Chunking

In one line

Splitting documents into smaller, retrievable pieces before embedding so retrieval returns the right span instead of an entire wrong book.

What it actually means

You can’t just embed a 200-page PDF as one vector — meaning gets averaged into mush and you can’t fit the whole thing back into the prompt. Instead you split into chunks (say 200–800 tokens) with some overlap (10–20%), embed each, and store them with a pointer to the source. Strategies range from naive fixed-size, to sentence-aware, to recursive splitters that respect headings and paragraphs, to semantic chunking that groups by topic shifts. Smarter chunkers cost more but recover more answers per query.

Why it matters

Chunking quietly determines retrieval ceiling. Chunks that are too big dilute relevance; too small fragment the answer across multiple rows you’ll never both retrieve.

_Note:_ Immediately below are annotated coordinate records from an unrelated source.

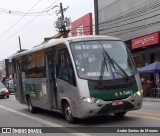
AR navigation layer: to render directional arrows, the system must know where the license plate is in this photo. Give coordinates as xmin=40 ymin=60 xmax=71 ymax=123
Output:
xmin=112 ymin=100 xmax=123 ymax=106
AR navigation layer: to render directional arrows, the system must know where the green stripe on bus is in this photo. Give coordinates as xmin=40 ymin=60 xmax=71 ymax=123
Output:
xmin=90 ymin=85 xmax=138 ymax=100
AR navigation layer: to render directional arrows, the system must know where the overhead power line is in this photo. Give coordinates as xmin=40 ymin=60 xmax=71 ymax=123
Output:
xmin=0 ymin=0 xmax=59 ymax=45
xmin=0 ymin=0 xmax=42 ymax=38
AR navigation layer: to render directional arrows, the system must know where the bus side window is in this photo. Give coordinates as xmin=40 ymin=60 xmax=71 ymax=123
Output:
xmin=56 ymin=49 xmax=76 ymax=86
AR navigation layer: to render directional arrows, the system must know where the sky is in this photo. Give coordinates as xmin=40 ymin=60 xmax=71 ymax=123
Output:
xmin=0 ymin=0 xmax=94 ymax=61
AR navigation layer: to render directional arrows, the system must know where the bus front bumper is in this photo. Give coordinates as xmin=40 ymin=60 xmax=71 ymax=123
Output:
xmin=73 ymin=91 xmax=142 ymax=118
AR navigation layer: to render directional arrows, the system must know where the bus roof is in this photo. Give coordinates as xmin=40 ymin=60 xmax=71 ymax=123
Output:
xmin=12 ymin=35 xmax=120 ymax=58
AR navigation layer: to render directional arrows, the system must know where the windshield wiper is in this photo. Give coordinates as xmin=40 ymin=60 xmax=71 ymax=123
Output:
xmin=99 ymin=41 xmax=129 ymax=83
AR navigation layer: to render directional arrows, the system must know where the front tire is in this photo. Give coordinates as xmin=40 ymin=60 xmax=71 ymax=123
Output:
xmin=114 ymin=111 xmax=126 ymax=118
xmin=63 ymin=102 xmax=75 ymax=124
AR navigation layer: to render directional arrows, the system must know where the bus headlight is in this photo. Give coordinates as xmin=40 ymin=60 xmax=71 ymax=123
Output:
xmin=81 ymin=97 xmax=100 ymax=103
xmin=134 ymin=90 xmax=143 ymax=96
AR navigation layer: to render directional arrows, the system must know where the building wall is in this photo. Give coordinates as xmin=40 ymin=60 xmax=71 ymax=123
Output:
xmin=97 ymin=0 xmax=160 ymax=41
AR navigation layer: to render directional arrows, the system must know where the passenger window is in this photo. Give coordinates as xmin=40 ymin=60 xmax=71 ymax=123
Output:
xmin=56 ymin=49 xmax=76 ymax=85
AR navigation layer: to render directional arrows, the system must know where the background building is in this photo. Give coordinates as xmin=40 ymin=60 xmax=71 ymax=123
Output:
xmin=71 ymin=13 xmax=93 ymax=36
xmin=94 ymin=0 xmax=160 ymax=67
xmin=94 ymin=0 xmax=160 ymax=85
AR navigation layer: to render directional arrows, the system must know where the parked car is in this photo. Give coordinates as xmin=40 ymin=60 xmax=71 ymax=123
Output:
xmin=6 ymin=80 xmax=14 ymax=94
xmin=0 ymin=83 xmax=9 ymax=98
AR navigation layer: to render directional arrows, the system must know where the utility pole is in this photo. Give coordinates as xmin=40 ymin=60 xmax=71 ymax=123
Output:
xmin=55 ymin=3 xmax=70 ymax=38
xmin=18 ymin=36 xmax=22 ymax=52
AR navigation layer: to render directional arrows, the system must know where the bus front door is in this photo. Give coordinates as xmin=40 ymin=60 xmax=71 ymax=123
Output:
xmin=15 ymin=60 xmax=25 ymax=104
xmin=46 ymin=52 xmax=57 ymax=109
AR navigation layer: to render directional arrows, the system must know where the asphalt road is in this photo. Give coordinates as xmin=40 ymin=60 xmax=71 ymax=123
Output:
xmin=0 ymin=95 xmax=160 ymax=136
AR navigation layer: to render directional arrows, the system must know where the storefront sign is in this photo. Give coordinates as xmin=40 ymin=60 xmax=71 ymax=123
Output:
xmin=132 ymin=33 xmax=159 ymax=49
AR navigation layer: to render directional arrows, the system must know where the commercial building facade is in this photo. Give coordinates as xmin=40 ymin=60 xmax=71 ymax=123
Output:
xmin=94 ymin=0 xmax=160 ymax=68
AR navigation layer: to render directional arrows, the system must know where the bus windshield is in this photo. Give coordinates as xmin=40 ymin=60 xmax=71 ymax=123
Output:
xmin=70 ymin=40 xmax=136 ymax=80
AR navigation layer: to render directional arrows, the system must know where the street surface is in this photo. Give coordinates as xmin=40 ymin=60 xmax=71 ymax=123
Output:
xmin=0 ymin=94 xmax=160 ymax=136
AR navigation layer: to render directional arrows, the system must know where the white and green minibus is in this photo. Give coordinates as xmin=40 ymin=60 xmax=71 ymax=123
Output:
xmin=12 ymin=35 xmax=143 ymax=123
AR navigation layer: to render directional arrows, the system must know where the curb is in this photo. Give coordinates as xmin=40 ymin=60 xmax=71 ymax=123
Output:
xmin=143 ymin=98 xmax=160 ymax=102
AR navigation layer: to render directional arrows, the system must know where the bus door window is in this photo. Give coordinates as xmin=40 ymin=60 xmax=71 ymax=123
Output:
xmin=56 ymin=49 xmax=75 ymax=85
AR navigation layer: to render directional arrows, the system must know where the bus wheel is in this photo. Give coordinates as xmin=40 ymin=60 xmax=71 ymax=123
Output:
xmin=114 ymin=111 xmax=126 ymax=118
xmin=28 ymin=97 xmax=36 ymax=113
xmin=63 ymin=102 xmax=75 ymax=124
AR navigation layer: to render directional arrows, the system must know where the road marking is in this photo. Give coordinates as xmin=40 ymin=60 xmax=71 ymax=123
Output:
xmin=0 ymin=105 xmax=90 ymax=136
xmin=126 ymin=114 xmax=160 ymax=120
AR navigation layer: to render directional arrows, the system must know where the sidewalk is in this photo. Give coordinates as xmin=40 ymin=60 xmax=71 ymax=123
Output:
xmin=143 ymin=97 xmax=160 ymax=102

Most “the model can’t find the answer” issues are really “the answer is split between chunk 14 and chunk 15 and we only retrieved 14”. Tuning chunk size, overlap, and respect for structure pays for itself fast.

Example

def chunk(text, size=600, overlap=100):
    tokens = tokenize(text)
    out = []
    i = 0
    while i < len(tokens):
        out.append(detokenize(tokens[i : i + size]))
        i += size - overlap
    return out

You’ll hear it when

• Building any RAG pipeline.
• Investigating low retrieval recall.
• Indexing PDFs, code, or transcripts.
• Comparing fixed-size vs structural vs semantic chunkers.
• Tuning chunk overlap to balance recall against index size.